NadineNBpetitJe m’intéresse au soin autonome, c’est à dire à ce que l’on peut faire soi-même et entre nous pour prendre soin de notre santé, tant au niveau physique que psychique. Je m’y suis intéressée via plusieurs pratiques, dont les plus importantes pour moi, celles qui restent et s’approfondissent avec le temps, sont le yukido d’Andréine Bel que je pratique depuis 2003, et la co-écoute à laquelle je me suis formée en 2012 via l’organisation Réévaluation par la Co-écoute (RC), principalement auprès d’Emma Perrot. J’ai aussi beaucoup dansé mais c’est une autre histoire, bien que reliée par le même intérêt pour l’intelligence du corps.
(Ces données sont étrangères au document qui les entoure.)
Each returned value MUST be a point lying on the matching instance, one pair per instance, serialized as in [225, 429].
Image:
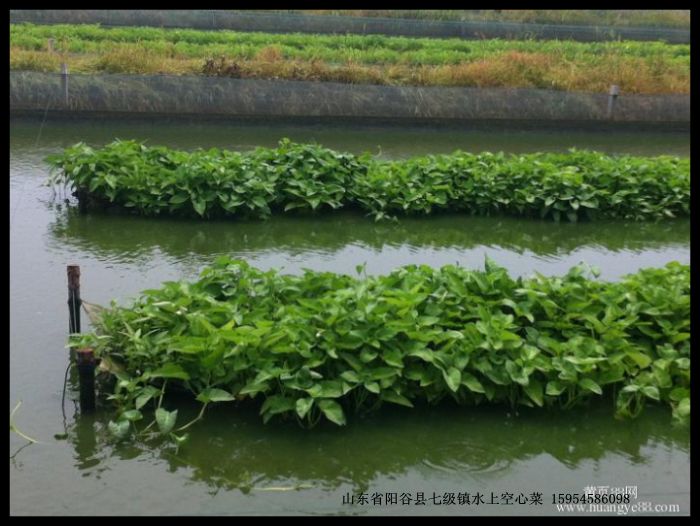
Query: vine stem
[197, 419]
[13, 426]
Le site eizada présente l’ensemble de mes pratiques somatiques.

En 2012, j’ai suivi le DU « Techniques du corps et monde du soin » sous la direction d’Isabelle Ginot à Paris 8, qui m’a permis d’approfondir et de structurer une approche réflexive de mes diverses pratiques, dont aujourd’hui la co-écoute.

J’ai commencé à transmettre la co-écoute en 2014 en petit comité et de façon plus formalisée à partir de 2016. Je transmets cette pratique d’abord parce qu’elle m’aide à vivre et qu’elle aide à vivre les gens de mon entourage qui la pratiquent aussi. Elle est simple à intégrer dans le quotidien et fait une vraie différence. Aussi, transmettre la co-écoute me permet de continuer à la penser, chaque occasion de transmission remettant en jeu mes connaissances. Enfin, je trouve enthousiasmant de construire des solidarités dans un domaine qu’on a plutôt l’habitude de réserver à la sphère intime.

Je ne suis pas thérapeute, je n’en ai ni la formation ni le désir. Je suis attentive à connaître et faire connaître les limites de mes compétences et des pratiques que je transmets, c’est un positionnement éthique essentiel pour moi.

J’ai créé un réseau qui réunit des co-écoutant·es d’Isère, Drôme et alentours lors de rencontres régulières. Je suis particulièrement motivée pour transmettre la co-écoute dans ce coin de France afin d’y augmenter les possibilités concrètes de pratique. Mais je peux aussi me déplacer dans tout autre recoin francophone sur invitation.